My first impulse was to mentally kick myself. That should have been me! I’m younger, I was right here; why didn’t I help? But then a warming thought sprouted in my heart: “Isn’t it nice that when you were distracted, someone else stepped up and did it? That you don’t have to always be the one to help?” Oh gosh, yes. Yes, it is. The world would be in dire straits if we all depended on one person to get all the problems fixed. There are too many people and problems in the world, I don’t have enough time, and then there are things like having the right skills or prior personal connection or being in the right place at the right time—the whole idea is ludicrous. On a more sober note, helping other people is something everyone needs--as much as I love it, it’s incredibly good for /everybody/ to get the opportunity to practice seeing other people’s needs, extending themselves for them, and feeling happy when somebody else is happy. That fulfills a part of our humanity. That's the way we were made.

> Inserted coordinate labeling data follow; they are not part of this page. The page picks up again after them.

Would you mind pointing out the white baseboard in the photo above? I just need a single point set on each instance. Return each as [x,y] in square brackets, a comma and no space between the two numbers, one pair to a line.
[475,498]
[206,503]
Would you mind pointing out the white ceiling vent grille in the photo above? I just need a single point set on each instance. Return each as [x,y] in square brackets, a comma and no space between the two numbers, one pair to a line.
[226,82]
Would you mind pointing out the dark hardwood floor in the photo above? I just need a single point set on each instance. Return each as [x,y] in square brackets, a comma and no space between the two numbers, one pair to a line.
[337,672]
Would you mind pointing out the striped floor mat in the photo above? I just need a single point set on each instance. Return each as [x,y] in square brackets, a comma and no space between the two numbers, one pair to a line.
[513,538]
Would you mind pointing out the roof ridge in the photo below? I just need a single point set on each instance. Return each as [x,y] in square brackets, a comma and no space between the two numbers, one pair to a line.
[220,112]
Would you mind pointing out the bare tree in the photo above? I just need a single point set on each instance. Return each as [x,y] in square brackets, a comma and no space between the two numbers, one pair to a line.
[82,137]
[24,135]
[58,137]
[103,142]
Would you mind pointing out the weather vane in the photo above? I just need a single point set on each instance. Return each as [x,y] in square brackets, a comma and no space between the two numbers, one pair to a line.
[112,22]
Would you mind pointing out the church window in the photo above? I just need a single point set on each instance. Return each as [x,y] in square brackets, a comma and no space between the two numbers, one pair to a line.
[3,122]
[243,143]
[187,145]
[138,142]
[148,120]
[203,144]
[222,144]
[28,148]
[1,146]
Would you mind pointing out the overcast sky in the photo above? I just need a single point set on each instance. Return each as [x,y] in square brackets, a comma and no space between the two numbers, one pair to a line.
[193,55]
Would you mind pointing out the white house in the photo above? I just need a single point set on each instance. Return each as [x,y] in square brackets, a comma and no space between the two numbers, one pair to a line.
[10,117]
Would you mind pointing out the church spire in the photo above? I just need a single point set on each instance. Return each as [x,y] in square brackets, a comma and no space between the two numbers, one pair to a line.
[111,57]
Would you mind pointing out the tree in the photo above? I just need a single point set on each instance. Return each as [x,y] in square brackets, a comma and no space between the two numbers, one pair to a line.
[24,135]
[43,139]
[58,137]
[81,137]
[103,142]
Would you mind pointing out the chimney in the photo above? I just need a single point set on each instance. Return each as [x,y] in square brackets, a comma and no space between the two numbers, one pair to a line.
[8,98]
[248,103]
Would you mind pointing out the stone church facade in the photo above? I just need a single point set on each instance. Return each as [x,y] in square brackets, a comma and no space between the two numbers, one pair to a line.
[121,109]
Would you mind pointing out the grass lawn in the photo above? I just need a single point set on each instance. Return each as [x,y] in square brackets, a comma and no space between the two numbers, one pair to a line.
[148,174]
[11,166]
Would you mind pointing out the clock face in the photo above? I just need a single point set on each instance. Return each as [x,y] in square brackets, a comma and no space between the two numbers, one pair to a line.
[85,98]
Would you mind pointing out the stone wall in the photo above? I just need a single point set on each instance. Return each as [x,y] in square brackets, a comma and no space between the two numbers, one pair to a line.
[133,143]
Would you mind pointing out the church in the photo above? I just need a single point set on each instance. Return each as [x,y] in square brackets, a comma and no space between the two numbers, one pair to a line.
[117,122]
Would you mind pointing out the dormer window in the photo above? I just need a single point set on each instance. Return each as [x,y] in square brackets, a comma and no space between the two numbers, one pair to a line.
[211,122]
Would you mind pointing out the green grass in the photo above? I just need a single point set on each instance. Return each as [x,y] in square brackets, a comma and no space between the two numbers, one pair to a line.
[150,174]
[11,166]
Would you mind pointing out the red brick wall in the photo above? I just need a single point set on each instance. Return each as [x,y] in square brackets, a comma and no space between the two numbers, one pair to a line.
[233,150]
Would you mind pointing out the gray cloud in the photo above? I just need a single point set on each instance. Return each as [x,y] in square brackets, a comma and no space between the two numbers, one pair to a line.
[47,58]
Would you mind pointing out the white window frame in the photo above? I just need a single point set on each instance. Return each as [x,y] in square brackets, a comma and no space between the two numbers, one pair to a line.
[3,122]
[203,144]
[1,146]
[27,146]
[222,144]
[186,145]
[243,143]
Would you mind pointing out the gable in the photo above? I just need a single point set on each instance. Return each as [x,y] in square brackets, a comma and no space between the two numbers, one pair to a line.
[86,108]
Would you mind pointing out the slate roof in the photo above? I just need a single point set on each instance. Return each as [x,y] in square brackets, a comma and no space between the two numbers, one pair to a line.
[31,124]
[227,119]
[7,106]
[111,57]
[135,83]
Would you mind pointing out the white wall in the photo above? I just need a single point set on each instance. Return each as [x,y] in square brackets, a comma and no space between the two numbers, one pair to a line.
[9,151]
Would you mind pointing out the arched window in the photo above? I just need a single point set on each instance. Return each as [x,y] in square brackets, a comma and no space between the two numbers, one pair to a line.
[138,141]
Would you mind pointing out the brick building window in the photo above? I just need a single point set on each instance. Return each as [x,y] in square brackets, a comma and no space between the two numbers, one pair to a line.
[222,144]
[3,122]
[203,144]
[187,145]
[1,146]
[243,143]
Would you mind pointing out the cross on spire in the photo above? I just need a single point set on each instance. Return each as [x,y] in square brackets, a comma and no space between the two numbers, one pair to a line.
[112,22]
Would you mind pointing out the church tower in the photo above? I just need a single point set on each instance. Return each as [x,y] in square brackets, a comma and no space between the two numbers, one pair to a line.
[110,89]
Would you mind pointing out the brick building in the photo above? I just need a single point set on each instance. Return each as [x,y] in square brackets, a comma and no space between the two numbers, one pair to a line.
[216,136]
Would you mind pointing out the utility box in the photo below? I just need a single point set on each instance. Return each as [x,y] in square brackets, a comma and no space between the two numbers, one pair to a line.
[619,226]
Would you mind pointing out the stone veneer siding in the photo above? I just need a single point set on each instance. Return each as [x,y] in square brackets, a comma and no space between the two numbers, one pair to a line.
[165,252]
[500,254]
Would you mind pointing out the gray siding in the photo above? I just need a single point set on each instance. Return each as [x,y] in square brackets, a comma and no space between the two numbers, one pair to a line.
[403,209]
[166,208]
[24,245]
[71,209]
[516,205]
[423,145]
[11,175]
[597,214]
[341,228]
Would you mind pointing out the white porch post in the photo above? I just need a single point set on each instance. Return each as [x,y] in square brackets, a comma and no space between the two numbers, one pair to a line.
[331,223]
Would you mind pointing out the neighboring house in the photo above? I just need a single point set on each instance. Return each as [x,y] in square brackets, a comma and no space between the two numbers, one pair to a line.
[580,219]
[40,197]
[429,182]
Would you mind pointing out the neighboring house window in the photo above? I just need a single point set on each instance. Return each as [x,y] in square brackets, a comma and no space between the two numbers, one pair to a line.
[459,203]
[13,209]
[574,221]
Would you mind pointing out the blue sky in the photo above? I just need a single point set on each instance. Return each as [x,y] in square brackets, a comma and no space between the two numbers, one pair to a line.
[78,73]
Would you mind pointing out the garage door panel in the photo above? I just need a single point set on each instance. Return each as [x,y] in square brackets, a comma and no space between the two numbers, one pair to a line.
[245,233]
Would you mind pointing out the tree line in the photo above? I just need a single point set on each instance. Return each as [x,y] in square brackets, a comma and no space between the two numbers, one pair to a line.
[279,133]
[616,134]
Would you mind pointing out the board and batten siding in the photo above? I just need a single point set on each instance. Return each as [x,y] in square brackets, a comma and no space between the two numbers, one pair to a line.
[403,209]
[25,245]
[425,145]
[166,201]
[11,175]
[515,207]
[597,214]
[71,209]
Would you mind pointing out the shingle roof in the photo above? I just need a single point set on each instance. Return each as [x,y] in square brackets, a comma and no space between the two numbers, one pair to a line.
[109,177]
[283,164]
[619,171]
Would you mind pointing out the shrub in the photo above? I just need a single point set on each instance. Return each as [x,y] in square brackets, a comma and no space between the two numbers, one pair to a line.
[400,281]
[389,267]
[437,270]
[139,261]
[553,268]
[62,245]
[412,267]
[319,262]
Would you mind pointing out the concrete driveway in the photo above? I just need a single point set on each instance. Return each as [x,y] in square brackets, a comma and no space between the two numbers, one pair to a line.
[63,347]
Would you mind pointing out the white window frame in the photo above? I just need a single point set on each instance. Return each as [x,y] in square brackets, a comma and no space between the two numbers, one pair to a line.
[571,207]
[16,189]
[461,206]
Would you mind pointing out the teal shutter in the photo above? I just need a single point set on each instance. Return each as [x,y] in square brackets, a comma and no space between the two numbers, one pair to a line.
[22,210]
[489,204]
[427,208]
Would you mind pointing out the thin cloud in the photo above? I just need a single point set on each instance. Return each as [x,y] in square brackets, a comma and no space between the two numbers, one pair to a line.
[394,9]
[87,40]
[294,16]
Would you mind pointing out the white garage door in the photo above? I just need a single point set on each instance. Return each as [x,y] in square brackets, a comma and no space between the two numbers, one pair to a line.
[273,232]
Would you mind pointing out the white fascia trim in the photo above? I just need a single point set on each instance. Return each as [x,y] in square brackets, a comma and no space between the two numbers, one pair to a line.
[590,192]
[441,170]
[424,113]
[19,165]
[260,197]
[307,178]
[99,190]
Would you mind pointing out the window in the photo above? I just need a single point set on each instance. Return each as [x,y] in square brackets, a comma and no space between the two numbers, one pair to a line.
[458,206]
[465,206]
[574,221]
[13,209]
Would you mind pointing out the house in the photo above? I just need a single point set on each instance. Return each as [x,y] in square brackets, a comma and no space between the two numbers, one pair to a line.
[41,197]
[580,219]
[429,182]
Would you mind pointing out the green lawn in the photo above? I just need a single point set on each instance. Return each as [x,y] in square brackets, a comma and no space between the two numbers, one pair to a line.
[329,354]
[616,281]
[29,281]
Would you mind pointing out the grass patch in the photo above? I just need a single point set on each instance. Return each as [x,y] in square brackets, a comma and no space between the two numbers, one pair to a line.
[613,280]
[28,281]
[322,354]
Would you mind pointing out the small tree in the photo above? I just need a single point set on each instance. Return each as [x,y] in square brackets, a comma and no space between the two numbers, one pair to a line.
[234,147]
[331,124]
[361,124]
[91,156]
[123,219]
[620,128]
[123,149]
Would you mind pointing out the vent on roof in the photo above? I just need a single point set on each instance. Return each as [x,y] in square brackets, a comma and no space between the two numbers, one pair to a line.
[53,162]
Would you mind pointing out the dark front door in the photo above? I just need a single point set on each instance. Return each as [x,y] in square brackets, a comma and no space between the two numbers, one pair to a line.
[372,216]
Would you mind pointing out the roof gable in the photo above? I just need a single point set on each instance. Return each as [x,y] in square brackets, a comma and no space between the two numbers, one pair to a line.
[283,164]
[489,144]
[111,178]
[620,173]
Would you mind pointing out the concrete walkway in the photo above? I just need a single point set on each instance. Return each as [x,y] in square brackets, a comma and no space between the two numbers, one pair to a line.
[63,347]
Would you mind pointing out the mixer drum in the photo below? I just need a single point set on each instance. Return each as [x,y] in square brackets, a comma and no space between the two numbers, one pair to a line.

Moving on, the end of my story: I got to have my private moment when I needed it, and still someone was helped. It was a wonderful moment that that man will never realize happened. And I wanted to mention it because this weekend, realizing that what I wanted for my birthday wasn't to have something so much as to be something, I drove down to Bluff Springs to help Austin Disaster Relief and Mormon Helping Hands with the cleanup from the flood a few weeks ago--in time to see tired volunteers coming back after having worked all day ripping up tile and cutting down rotting drywall and insulation. I didn't get to do very much myself, but it was a heartening thing to see how many people willingly came from all over for this, many who'd only heard about the event by word of mouth or because it was mentioned at their churches. People who did really physically demanding stuff, and people who did mundane, non-ego-validating stuff. Like honeybees together, wonderful things happen: not because the task isn't monumental, but because when people care more about their community than their own convenience they can chip away at those things that are ugly and hard and with imperceptible work make grand improvements. You know who you are, even if I don't, and you're the reason the world is a beautiful place. =) 

Thanks to all those who serve. You give me the ability to do good and the strength that I follow.